Él se volvió y le dio un beso en la palma.

—Entonces, ¿llegasteis a algún acuerdo?

—Disfrutábamos de actividades similares y él me garantizaba siempre un mínimo de independencia. Estaba tan preocupado por su trabajo para la agencia que no coincidíamos mucho, pero ambos estábamos a gusto con esa distancia.

Marcus asintió meditabundo.

—¿Eso quiere decir que, por aquel entonces, no te importaba que trabajara para la agencia?

—No, Marcus. Ya la odiaba en aquella época, pero era una ingenua y no me daba cuenta de que podía morir.

Marcus no dijo nada y ella lo miró mientras se preguntaba qué debía de pensar y por qué seguía allí a su lado. Tenía que marcharse.

Entonces él dijo:

—Creo que parte de lo que hay escrito en ese diario trata de Christopher St. John, pero hasta que no tenga la oportunidad de examinar el volumen a fondo no podré estar seguro.

—Oh. —Ella hizo girar el borde de la sábana alrededor de su dedo. Ésa era la oportunidad que esperaba para poder irse sin que la situación resultara incómoda—. Siento haberte molestado.

Elizabeth descolgó sus piernas por el borde del colchón e intentó abandonar la cama, pero él la detuvo agarrándola por el codo. Ella lo miró por encima del hombro.

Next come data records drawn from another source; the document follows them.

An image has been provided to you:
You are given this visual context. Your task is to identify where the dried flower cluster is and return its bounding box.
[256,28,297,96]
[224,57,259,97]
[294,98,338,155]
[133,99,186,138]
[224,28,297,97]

Los ardientes ojos verde esmeralda de Marcus se posaron sobre los suyos.

—Agradezco mucho tus distracciones —murmuró él con ese tono profundamente sexual que ella empezaba a anticipar.

Tiró de ella, se colocó encima para inmovilizarla y rozó su estómago con la boca por encima de las sábanas.

—No tienes ni idea de lo mucho que me afecta estar así contigo, y cómo me cuesta trabajar mientras tú haces otras cosas.

Cuando la boca de Marcus rodeó uno de sus pezones por encima de la sábana, Elizabeth gimió y deslizó su mano por la cálida piel de sus hombros y sus brazos tensos y poderosos, que sostenían todo su peso sobre ella. Entonces él empezó a darle lametones rítmicos para abrasar el duro botón: sabía cómo volverla loca.

—Marcus…

Elizabeth peleó. Sabía que no debía ceder, que debía luchar por recuperar el control.

Él rugió y retiró la sábana. Se tumbó encima de ella y se hizo con su boca mientras el calor y la dureza de su figura la obligaban a fundirse con él. Marcus movía las manos con ternura y habilidad; la conocía y había aprendido cómo demoler sus sentidos y fulminar su rigidez.

Elizabeth, indefensa, se rindió al placer y se dejó vencer con un grito de placer. Era consciente de que el sendero que estaba tomando era un camino sin retorno.